Tracing profiles define what data should be captured in traces:

from dhenara.agent.observability.tracing.data import (
NodeTracingProfile,
TracingDataField,
TracingDataCategory,
)

# Define a tracing profile for a custom node
my_node_profile = NodeTracingProfile(
node_type="my_custom_node",
input_fields=[
TracingDataField(
name="query",
source_path="query",
category=TracingDataCategory.primary,
max_length=500,
description="The search query",
),
# More fields...
],
output_fields=[
# Output fields...
],
result_fields=[
# Result fields...
],
)

Profiles help control what data is captured in traces, balancing detail against volume.

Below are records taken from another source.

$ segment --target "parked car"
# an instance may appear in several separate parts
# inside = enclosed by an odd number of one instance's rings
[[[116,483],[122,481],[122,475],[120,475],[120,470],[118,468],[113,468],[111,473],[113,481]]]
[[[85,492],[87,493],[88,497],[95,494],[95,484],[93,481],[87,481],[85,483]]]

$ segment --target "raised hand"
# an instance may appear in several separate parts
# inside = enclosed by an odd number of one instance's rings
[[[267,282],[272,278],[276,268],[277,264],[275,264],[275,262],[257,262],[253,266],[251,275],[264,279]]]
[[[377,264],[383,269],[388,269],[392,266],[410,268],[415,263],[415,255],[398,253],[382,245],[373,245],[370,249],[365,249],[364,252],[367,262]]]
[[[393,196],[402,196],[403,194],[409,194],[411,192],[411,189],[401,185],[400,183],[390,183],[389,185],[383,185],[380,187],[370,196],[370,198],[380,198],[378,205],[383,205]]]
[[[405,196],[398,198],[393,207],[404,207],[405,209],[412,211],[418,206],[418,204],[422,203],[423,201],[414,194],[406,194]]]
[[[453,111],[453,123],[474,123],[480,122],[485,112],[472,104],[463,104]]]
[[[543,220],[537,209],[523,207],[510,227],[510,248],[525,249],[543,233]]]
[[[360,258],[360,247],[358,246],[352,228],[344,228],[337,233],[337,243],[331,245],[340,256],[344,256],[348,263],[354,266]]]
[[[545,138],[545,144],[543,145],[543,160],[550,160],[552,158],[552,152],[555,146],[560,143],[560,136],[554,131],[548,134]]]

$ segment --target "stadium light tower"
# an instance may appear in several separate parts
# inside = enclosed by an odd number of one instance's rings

Complete Example: Running an Agent with Tracing and Visualization

Here's a complete example that sets up an agent with tracing enabled and visualization using Jaeger:

from pathlib import Path
import logging

from dhenara.agent.observability import configure_observability
from dhenara.agent.observability.types import ObservabilitySettings
from dhenara.agent.observability.dashboards import run_jaeger_dashboard
from dhenara.agent.run import RunContext
from dhenara.agent.runner import AgentRunner

# Step 1: Start Jaeger in Docker
run_jaeger_dashboard()

# Step 2: Configure observability with Jaeger exporter
settings = ObservabilitySettings(
service_name="my-agent-example",
tracing_exporter_type="jaeger",
jaeger_endpoint="http://localhost:14268/api/traces",
root_log_level=logging.DEBUG,
)

configure_observability(settings)

# Step 3: Create and run your agent
agent = create_my_agent() # Your agent creation function

run_context = RunContext(
root_component_id="my_agent",
project_root=Path("."),
)
run_context.setup_run()

# Execute the agent
runner = AgentRunner(agent, run_context)
result = await runner.run()

With this setup, you can view detailed traces of your agent's execution in the Jaeger UI, helping you understand its behavior, identify bottlenecks, and diagnose issues.

Troubleshooting Common Observability Issues

Missing Node Artifacts

If you don't see artifacts for all nodes in your flow:

  1. Check for API credential errors in logs (grep -i "body": "ERROR" runs/run_<run_id>/.trace/logs.jsonl)
  2. Verify that event handlers are properly registered
  3. Ensure all required node settings are properly configured

AI Model Failures

Look for these common patterns in logs and AIModelNode state.json files:

  1. Content Length: If you see "finish_reason": "max_token", your context window is being exceeded
  2. Schema Issues: Check for parse_error fields in the response indicating the model didn't follow your schema
  3. API Errors: Look for HTTP error codes in the status field

Best Practices

  1. Hierarchical Context: Ensure proper nesting of traces through the component hierarchy
  2. Selective Tracing: Be strategic about what data to capture, especially for large inputs/outputs
  3. Structured Logging: Use log_with_context to maintain correlation with traces
  4. Meaningful Metrics: Capture metrics that provide insights into performance and behavior
  5. Regular Analysis: Use the dashboard tools to analyze execution and identify improvements
  6. Production Settings: Consider disabling detailed tracing in production for performance-critical systems, or using sampling strategies
  7. Cleanup: Remember to stop Docker containers when you're done analyzing traces to free up resources
  8. Test Mode First: Use test_mode=True during initial development to validate flows without incurring API costs
  9. Artifact Management: Periodically clean up old run directories to free disk space

By utilizing DAD's observability features, developers can gain deep insights into their agent systems, diagnose issues more effectively, and optimize performance with the help of powerful visualization tools.